The company owns a few million dollars’ worth of excavation equipment, with critical machines outfitted with TopCon 3D machine controls. The equipment includes mid-size and mini-excavators from John Deere; a Komatsu mini-excavator; bulldozers, graders and front-end loaders from John Deere; International dump trucks with dump bodies from Viking-Cives; skid-steers built by Caterpillar, John Deere and New Holland; a Komatsu front-end loader; Peterbilt tractor cabs for pulling flatbed trailers; flatbed trailers from PJ Trailers and Trail King Industries; enclosed cargo trailers from Haulmark; dovetail trailers from Globe Trailers and Felling Trailers; and side-dump trailers from Jet Trailer Co.

“Most of our equipment is paid off,” Dooley says. “Dad learned that during the recession. If you have low debt, you can comfortably sit during winters or down economies without having to worry about working all the time to make payments.”

LOVES A GOOD CHALLENGE

One of the tougher jobs Dooley has tackled centered on hydroexcavating trenches about five years ago at an electrical substation in Livingston owned by the local power utility. The utility was adding a transformer and needed to connect it to a new power line.

“I spent a couple weeks there digging a trench that was 200 to 300 feet long and about 3 feet wide and 3 feet deep,” he says. “I worked 12-hour days; and working with all that live power, you have to be really careful.”

A different project in Bozeman several years ago also tested his mettle as an operator. The job was spurred by a contractor who mistakenly built part of a foundation for a strip mall over a natural gas line, instead of asking the utility that owned it to relocate the line, Dooley says.

“That’s a big no-no,” Dooley says. “So the utility asked me to expose the gas on both sides of a corner, then dig a 60-foot-long, roughly 3-foot-deep trench so the utility could lay a new line.” 

The trenching was difficult because of an array of underground lines already in the same vicinity. And to make things worse, it was the middle of a harsh Montana winter with a 4-foot-deep frostline already well established and daily temperatures that averaged about -5 degrees, he says.
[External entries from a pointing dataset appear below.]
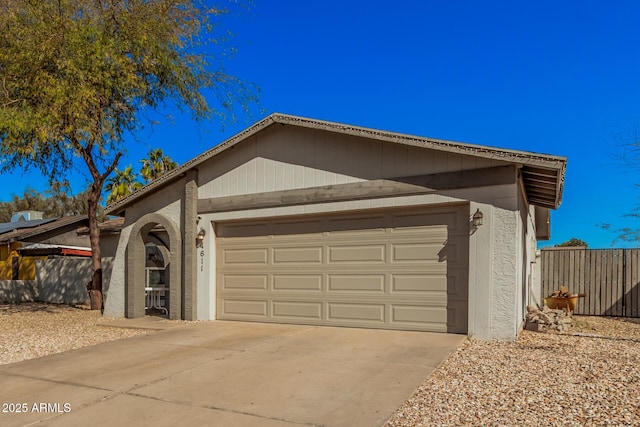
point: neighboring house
(54, 255)
(16, 235)
(304, 221)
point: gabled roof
(543, 175)
(12, 234)
(19, 225)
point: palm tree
(156, 165)
(122, 184)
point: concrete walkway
(226, 374)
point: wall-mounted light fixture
(200, 238)
(477, 218)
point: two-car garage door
(399, 269)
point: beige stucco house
(305, 221)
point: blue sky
(547, 76)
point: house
(296, 220)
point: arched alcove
(136, 262)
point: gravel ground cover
(31, 330)
(587, 377)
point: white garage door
(401, 269)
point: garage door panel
(308, 255)
(357, 254)
(297, 282)
(356, 283)
(359, 312)
(296, 227)
(245, 256)
(419, 315)
(297, 310)
(412, 252)
(356, 225)
(245, 281)
(247, 229)
(405, 272)
(241, 308)
(418, 283)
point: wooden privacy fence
(608, 276)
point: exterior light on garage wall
(200, 238)
(477, 217)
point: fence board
(609, 277)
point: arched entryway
(143, 237)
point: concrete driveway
(226, 374)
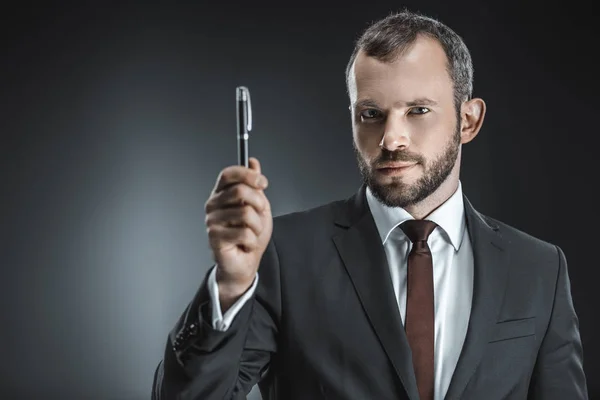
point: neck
(425, 207)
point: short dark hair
(389, 37)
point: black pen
(244, 123)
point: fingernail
(261, 182)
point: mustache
(396, 156)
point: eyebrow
(422, 101)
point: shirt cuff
(222, 322)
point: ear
(472, 113)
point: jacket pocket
(513, 329)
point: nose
(395, 134)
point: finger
(254, 164)
(235, 196)
(220, 236)
(236, 217)
(239, 174)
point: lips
(396, 168)
(396, 165)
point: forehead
(421, 71)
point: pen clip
(249, 109)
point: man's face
(404, 116)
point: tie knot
(418, 229)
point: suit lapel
(363, 255)
(490, 276)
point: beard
(400, 194)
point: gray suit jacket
(324, 324)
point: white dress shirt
(452, 278)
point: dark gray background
(117, 118)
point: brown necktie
(419, 323)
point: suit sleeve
(201, 362)
(558, 372)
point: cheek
(367, 137)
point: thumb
(254, 164)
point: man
(404, 290)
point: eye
(369, 114)
(419, 110)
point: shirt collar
(450, 216)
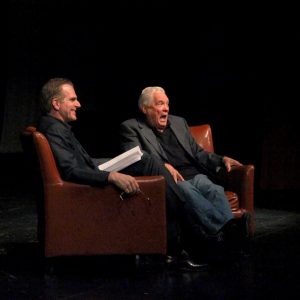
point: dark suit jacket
(137, 132)
(73, 161)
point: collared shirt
(177, 156)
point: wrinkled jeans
(207, 203)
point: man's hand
(126, 183)
(230, 162)
(175, 174)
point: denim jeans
(206, 203)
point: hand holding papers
(122, 161)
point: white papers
(122, 161)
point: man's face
(66, 105)
(157, 111)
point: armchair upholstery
(239, 182)
(85, 220)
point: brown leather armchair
(239, 182)
(80, 219)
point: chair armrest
(86, 220)
(241, 181)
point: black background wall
(235, 67)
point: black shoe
(183, 262)
(244, 225)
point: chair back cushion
(47, 162)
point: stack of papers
(122, 161)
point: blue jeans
(206, 202)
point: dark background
(235, 67)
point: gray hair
(146, 95)
(52, 89)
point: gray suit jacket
(137, 132)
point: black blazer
(136, 131)
(73, 162)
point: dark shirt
(73, 162)
(176, 154)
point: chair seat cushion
(233, 200)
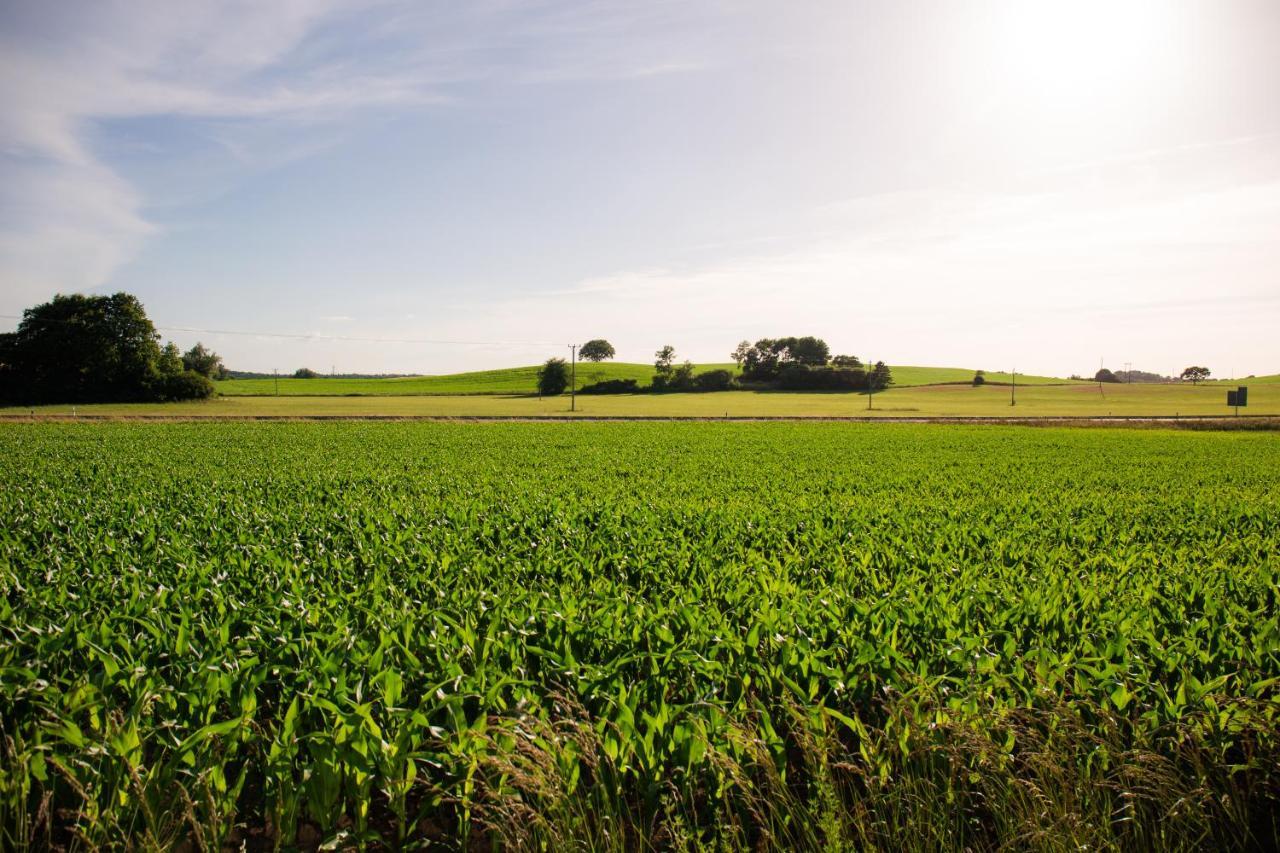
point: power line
(295, 336)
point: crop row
(378, 633)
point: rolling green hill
(522, 381)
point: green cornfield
(657, 635)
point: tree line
(785, 364)
(99, 349)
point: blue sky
(978, 183)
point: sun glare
(1086, 50)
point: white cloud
(952, 276)
(71, 222)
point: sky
(415, 186)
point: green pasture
(1082, 400)
(521, 381)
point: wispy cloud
(1116, 255)
(69, 220)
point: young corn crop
(638, 637)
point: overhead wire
(296, 336)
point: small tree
(663, 359)
(597, 350)
(553, 378)
(204, 361)
(1196, 374)
(170, 360)
(880, 377)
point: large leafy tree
(597, 350)
(553, 378)
(91, 349)
(204, 361)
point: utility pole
(871, 383)
(572, 381)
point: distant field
(510, 381)
(524, 381)
(928, 401)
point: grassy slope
(510, 381)
(990, 401)
(522, 381)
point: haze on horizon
(987, 183)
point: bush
(611, 387)
(796, 377)
(713, 381)
(553, 378)
(187, 384)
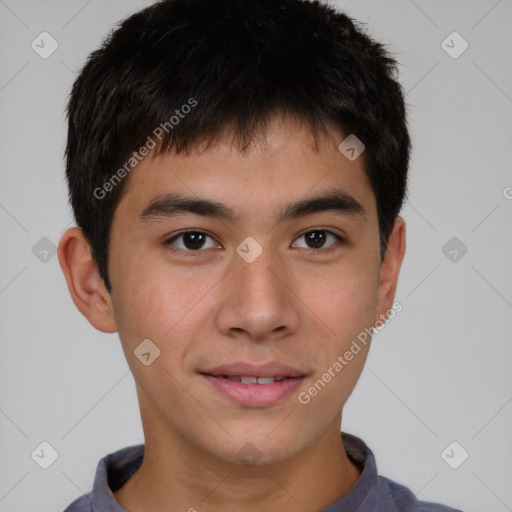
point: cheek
(343, 298)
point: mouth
(251, 380)
(252, 385)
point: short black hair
(180, 72)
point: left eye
(192, 241)
(318, 237)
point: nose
(257, 301)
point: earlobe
(390, 268)
(85, 284)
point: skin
(295, 303)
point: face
(267, 285)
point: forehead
(286, 163)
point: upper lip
(272, 369)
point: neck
(176, 476)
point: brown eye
(317, 238)
(191, 241)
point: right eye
(191, 241)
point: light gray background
(439, 372)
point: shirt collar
(114, 470)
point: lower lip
(255, 395)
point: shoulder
(82, 504)
(404, 500)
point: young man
(236, 169)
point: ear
(85, 285)
(390, 269)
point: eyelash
(169, 241)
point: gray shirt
(372, 492)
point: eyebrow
(173, 205)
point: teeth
(254, 380)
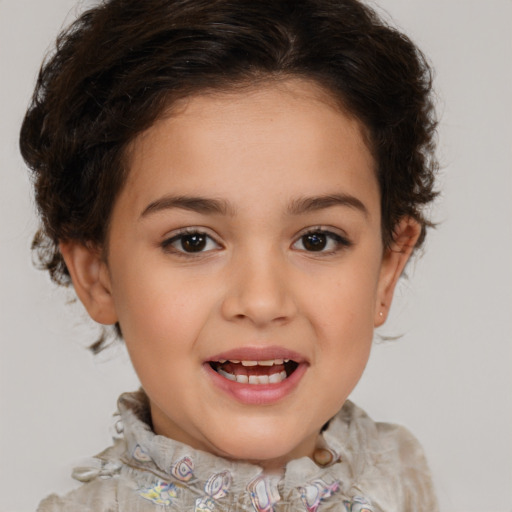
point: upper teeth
(267, 362)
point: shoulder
(386, 460)
(100, 489)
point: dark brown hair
(120, 65)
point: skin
(259, 152)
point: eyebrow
(309, 204)
(221, 207)
(195, 204)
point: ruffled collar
(165, 468)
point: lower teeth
(274, 378)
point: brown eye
(193, 243)
(314, 241)
(321, 241)
(190, 243)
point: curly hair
(120, 65)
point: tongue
(240, 369)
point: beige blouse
(368, 467)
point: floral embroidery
(263, 494)
(316, 492)
(204, 505)
(140, 454)
(218, 485)
(183, 469)
(161, 493)
(358, 504)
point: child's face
(248, 230)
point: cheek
(162, 310)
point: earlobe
(395, 258)
(91, 280)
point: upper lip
(258, 354)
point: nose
(259, 291)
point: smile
(254, 372)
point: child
(237, 186)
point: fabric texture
(375, 467)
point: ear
(91, 280)
(395, 258)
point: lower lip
(257, 394)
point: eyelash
(340, 242)
(322, 235)
(168, 244)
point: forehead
(291, 132)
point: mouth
(255, 372)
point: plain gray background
(448, 378)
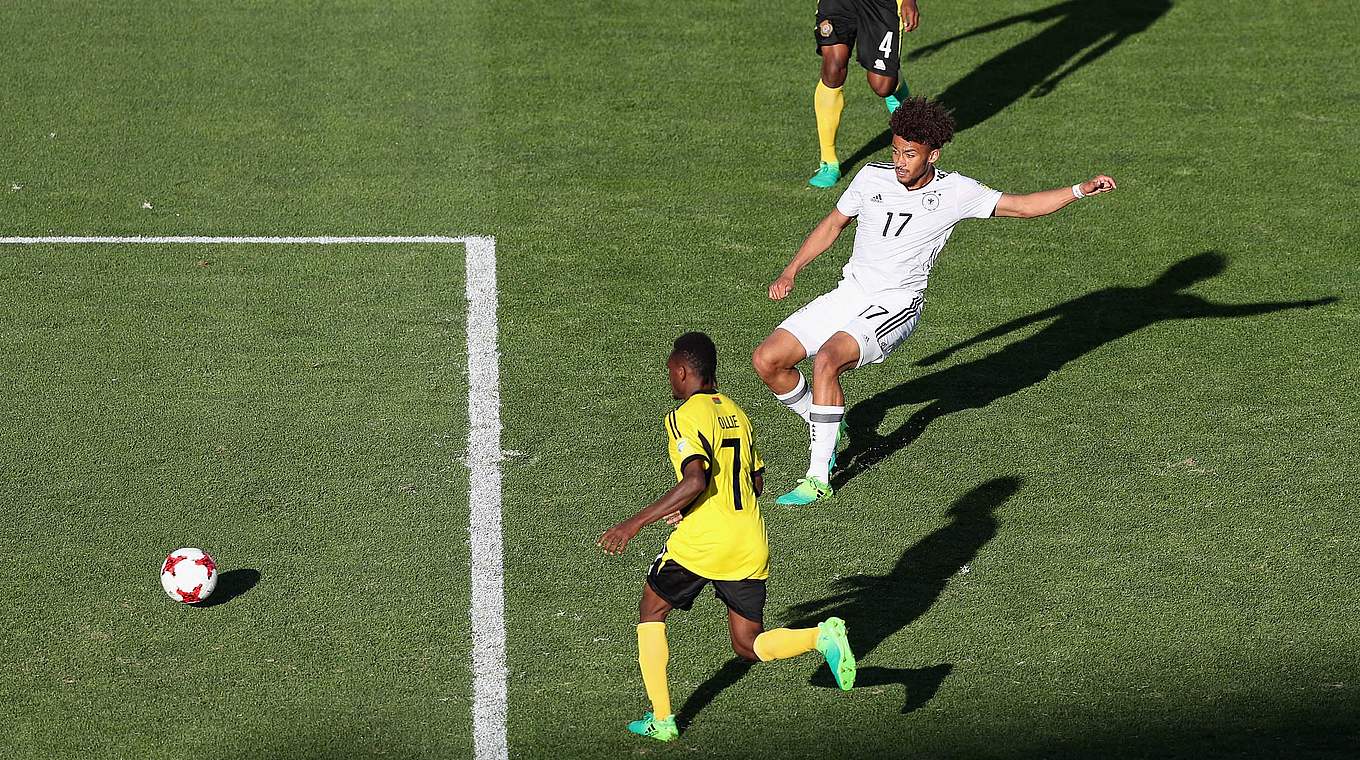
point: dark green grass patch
(295, 412)
(1117, 524)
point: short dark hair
(698, 351)
(921, 120)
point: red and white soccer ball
(189, 575)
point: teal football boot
(835, 646)
(895, 99)
(808, 490)
(827, 176)
(660, 730)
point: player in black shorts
(875, 29)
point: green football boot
(895, 99)
(834, 646)
(827, 174)
(661, 730)
(808, 490)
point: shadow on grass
(231, 585)
(1037, 65)
(1077, 328)
(876, 607)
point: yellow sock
(653, 654)
(785, 642)
(827, 102)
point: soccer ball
(189, 575)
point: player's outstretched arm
(1046, 201)
(692, 483)
(819, 239)
(910, 15)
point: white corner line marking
(490, 703)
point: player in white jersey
(906, 211)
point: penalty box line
(490, 704)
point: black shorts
(875, 23)
(675, 583)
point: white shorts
(879, 321)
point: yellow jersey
(722, 536)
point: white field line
(488, 624)
(488, 630)
(252, 239)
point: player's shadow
(231, 585)
(1077, 328)
(876, 607)
(1080, 31)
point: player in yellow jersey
(718, 537)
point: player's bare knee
(883, 87)
(745, 650)
(834, 70)
(830, 363)
(765, 362)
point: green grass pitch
(1118, 521)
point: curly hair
(921, 120)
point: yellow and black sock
(784, 643)
(653, 654)
(828, 102)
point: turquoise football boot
(808, 490)
(660, 730)
(895, 99)
(835, 646)
(827, 176)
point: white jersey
(902, 231)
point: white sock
(799, 400)
(826, 422)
“Digging into frost with a hydrovac truck never is fun,” Dooley says. “It’s like cutting through asphalt. It took me about five days to trench just 60 feet. It was pretty slow going.”

MORE GROWTH ENVISIONED 

Looking ahead, Dooley envisions buying another Kaiser hydrovac truck within the next couple of years and finding a qualified employee to operate it. He also doesn’t rule out expanding the division’s market geographically, but a lot of that hinges on being able to find employees, he notes.

In the meantime, Dooley says he and his siblings will focus hard on maintaining the company’s reputation for quality work and great customer service — carrying on a tradition established by his parents. (Zachary, age 22, manages gravel-shooting and concrete-work divisions and Timothy, age 15, is being groomed to handle the portable restroom and septic divisions.)

“My dad always does things honestly and respectfully, and us kids want to carry on that legacy,” he says.